You can bet the farm it’s big news.
According to Ricardo Castro, associate professor of materials science and engineering at UC Davis and senior author of the new work, “Growth has always been considered a thermodynamically favorable process, and grain growth control is performed by inducing drag forces to stop diffusion (mobility of the boundary) from happening.”
But the team’s new work shows that diffusion isn’t the only consideration when it comes to controlling grain growth. In fact, sometimes, the scientists say, controlling diffusion doesn’t even matter.
The researchers examined one material, gadolinium-doped yttria-stablized zirconia (YSZ), very closely. Their kinetic studies and calorimetery, spectroscopy, and microscopy measurements of gadolinium-doped YSZ showed that the dopant, which segregates to grain boundaries, decreases grain boundary energy within the material.
Less grain boundary energy means there is less of a push on the boundary to move.
Gadolinium doesn’t freeze the grain boundaries, however—they still have the ability to move, although they don’t. “Although the boundaries still have mobility, they follow a random walk, with no net movement,” according to Castro.
It’s like a large crowd at a concert: If there a lot of people jammed together, moving very energetically and frenetically (high grain boundary energy)—say, a concert featuring the Celtic punk band Flogging Molly—people at the edges of the crowd are going to have a hard time staying in place.
But if the crowd is more calm (low grain boundary energy)—say, at an Enya concert—then the people at the edges might shuffle their feet back and forth, but with negligible net movement in the end.
“The take home message is simple—ceramics with no grain growth can and shall be designed by targeting a reduction in the grain boundary energy,” Castro writes in an email. “This work proved that although the atoms in the system can move around at that temperature, they move like a drunk person—with lots of steps but no net movement. Therefore, the boundary doesn’t migrate, and no grain growth is observed.”
These results are surprising because researchers previously assumed that thermodynamics have little effect on grain growth control. Instead, this work provides “striking evidence” that thermodynamics have a dominant effect on grain growth over grain mobility and diffusion, according to the paper.
“The results break an old paradigm that grain growth should be controlled by pinning the movement of the grain boundary by creating obstacles for its movement—so-called drag-forces,” Castro explains via email. “This old paradigm considers the thermodynamics of the system always favorable—grains always want to grow and will grow if they have mobility.
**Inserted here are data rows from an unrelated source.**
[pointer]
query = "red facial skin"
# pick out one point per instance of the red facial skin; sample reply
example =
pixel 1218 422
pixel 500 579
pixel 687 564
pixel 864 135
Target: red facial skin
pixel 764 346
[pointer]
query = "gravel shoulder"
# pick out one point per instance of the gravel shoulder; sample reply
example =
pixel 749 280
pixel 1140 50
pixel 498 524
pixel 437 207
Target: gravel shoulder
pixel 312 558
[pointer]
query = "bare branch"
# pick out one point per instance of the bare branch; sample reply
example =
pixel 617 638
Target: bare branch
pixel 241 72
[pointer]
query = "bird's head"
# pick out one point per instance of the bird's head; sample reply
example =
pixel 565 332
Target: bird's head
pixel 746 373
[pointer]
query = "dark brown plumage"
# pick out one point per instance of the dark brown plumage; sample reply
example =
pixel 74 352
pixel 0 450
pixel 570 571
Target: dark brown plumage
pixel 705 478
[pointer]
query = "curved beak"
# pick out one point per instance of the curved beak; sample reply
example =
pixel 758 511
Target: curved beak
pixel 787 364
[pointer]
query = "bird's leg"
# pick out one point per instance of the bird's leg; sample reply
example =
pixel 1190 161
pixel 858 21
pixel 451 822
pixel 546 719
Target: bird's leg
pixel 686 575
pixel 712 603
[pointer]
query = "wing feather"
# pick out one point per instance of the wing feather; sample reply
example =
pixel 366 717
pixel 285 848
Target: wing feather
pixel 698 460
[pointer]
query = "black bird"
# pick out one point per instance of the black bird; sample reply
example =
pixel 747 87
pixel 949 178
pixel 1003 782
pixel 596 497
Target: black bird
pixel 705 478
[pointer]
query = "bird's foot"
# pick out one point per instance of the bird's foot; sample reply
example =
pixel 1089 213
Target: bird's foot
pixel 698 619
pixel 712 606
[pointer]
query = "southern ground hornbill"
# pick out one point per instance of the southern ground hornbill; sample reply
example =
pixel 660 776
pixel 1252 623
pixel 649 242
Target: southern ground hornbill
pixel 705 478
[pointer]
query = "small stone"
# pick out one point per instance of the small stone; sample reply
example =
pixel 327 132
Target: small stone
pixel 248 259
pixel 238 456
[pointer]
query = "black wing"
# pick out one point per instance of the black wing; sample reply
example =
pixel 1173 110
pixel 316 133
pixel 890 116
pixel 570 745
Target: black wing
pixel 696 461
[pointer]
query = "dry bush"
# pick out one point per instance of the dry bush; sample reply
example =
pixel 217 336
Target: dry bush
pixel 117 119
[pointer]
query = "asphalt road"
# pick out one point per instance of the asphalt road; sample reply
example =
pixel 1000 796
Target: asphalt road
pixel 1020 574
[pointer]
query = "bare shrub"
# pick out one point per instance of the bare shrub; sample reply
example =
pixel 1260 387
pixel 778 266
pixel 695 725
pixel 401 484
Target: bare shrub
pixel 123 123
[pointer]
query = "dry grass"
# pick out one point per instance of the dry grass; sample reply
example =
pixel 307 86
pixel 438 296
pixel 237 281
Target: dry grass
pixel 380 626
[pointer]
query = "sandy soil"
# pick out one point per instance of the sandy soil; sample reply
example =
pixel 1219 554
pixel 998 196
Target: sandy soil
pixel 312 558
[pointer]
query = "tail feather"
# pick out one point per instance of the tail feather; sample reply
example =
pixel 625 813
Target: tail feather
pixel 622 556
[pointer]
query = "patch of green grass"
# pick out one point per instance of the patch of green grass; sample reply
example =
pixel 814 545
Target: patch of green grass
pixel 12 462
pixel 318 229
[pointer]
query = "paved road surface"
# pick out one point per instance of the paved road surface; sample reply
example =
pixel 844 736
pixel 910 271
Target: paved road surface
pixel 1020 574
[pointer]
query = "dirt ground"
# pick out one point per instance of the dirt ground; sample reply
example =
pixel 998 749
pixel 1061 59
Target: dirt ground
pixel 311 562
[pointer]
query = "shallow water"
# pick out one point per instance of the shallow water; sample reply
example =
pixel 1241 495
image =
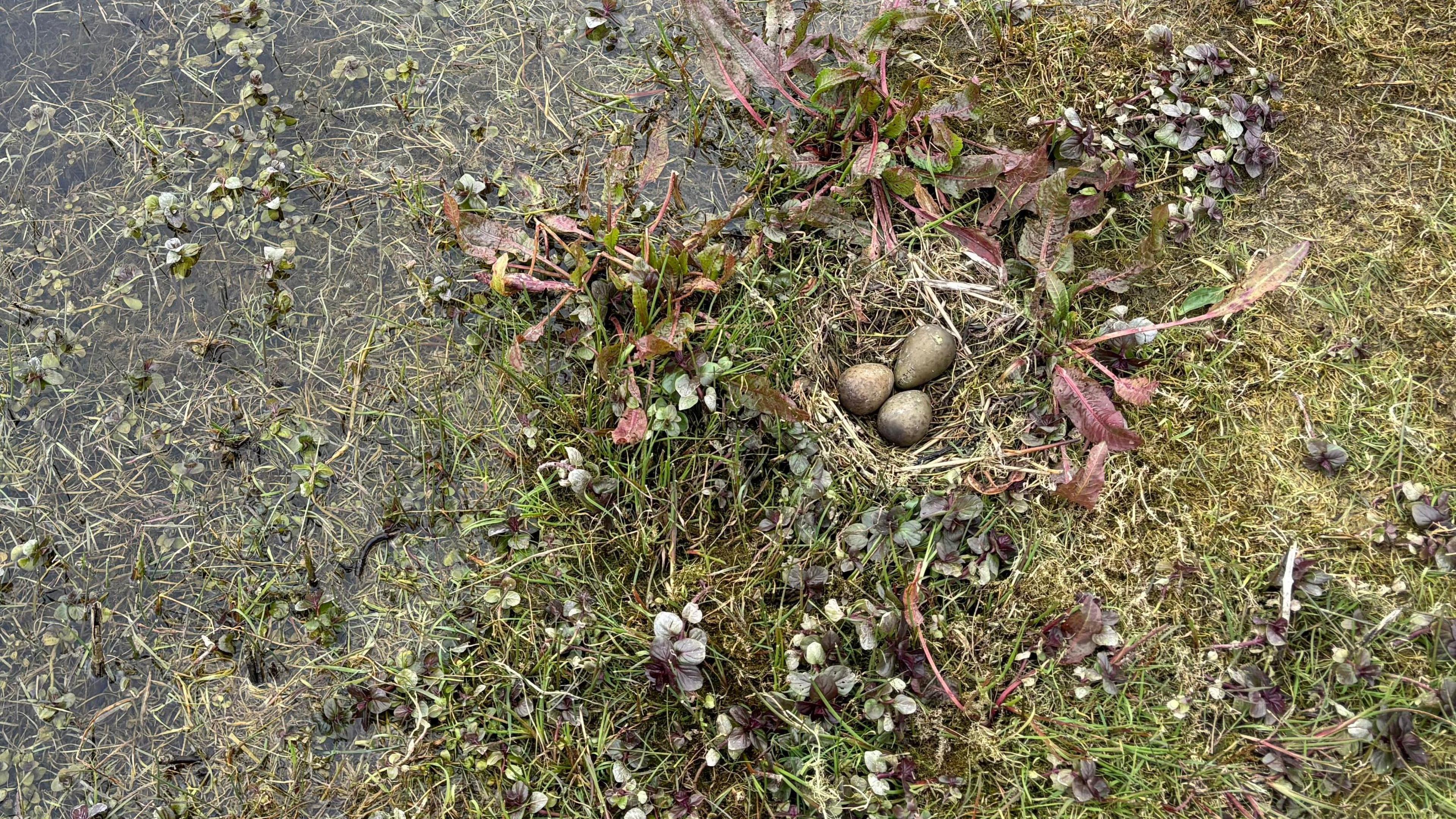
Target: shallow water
pixel 158 429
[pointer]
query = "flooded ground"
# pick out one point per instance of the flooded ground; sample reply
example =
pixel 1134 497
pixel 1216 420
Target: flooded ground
pixel 238 355
pixel 162 433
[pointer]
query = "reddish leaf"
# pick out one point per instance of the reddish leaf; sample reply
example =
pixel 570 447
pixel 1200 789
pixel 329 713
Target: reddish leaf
pixel 1266 276
pixel 1138 391
pixel 1092 411
pixel 1017 187
pixel 515 356
pixel 739 55
pixel 969 174
pixel 758 392
pixel 484 238
pixel 1042 237
pixel 1085 206
pixel 1081 630
pixel 983 248
pixel 700 285
pixel 819 212
pixel 631 428
pixel 653 346
pixel 1084 486
pixel 657 154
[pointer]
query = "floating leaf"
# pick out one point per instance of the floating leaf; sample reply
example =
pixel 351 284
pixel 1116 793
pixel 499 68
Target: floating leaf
pixel 564 225
pixel 657 154
pixel 1092 411
pixel 485 238
pixel 1085 486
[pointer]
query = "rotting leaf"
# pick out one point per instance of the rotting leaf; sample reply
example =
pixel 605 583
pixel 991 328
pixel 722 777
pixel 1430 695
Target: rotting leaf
pixel 631 428
pixel 1083 632
pixel 983 250
pixel 1326 457
pixel 969 174
pixel 1042 238
pixel 1263 278
pixel 758 391
pixel 870 162
pixel 1085 486
pixel 1092 411
pixel 657 154
pixel 960 105
pixel 736 55
pixel 1136 391
pixel 1017 188
pixel 484 238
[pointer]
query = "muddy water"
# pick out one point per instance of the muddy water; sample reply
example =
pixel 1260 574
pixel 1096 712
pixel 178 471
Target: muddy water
pixel 222 286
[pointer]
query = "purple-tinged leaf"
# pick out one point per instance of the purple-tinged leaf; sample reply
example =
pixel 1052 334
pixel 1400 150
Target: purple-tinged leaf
pixel 1092 411
pixel 1085 486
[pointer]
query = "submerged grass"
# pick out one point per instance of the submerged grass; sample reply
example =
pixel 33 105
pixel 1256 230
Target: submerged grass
pixel 200 634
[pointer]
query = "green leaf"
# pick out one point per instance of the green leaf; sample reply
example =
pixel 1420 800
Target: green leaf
pixel 929 162
pixel 901 180
pixel 870 162
pixel 969 174
pixel 1200 298
pixel 830 79
pixel 894 127
pixel 1042 238
pixel 1061 297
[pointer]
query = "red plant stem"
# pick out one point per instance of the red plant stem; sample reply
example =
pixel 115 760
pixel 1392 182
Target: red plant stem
pixel 1095 363
pixel 1028 451
pixel 1008 691
pixel 1136 330
pixel 734 89
pixel 884 78
pixel 662 212
pixel 912 601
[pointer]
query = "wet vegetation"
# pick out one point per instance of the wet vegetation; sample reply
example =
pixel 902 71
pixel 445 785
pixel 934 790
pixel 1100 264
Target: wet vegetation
pixel 437 409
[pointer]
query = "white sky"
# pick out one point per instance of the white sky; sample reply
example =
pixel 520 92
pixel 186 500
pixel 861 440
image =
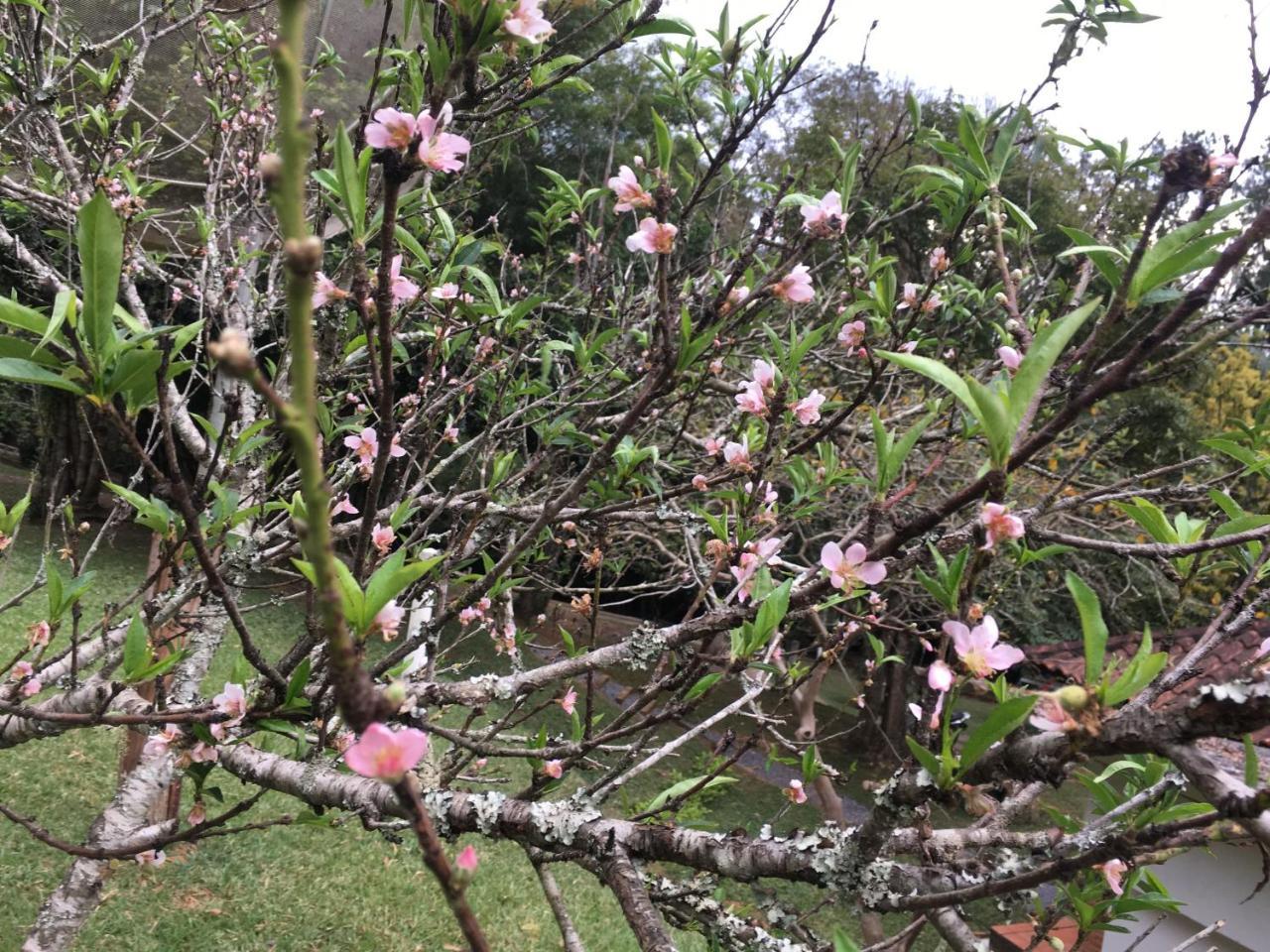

We prove this is not true, and grains may not grow if the thermodynamics allow a metastable state.”
Ultimately, because grain boundaries control a material’s properties, being able to tailor the formation of those boundaries could open avenues to better design of future materials. Plus, the researchers think their results extend beyond gadolinium-doped YSZ as well.
“Although the proof of concept is for zirconia, we have additional recently published results that corroborate these observations for other systems,” Castro writes via email. “We believe this combination proves materials professionals have a new way to control grain growth, and they should be considering this for other systems and revisiting previously reported data with new optics.”
“We believe this is so big, textbooks will need to be amended,” Castro adds.
The paper, published in Acta Materialia, is “Thermodynamics versus kinetics of grain growth control in nanocrystalline zirconia” (DOI: 10.1016/j.actamat.2017.07.005).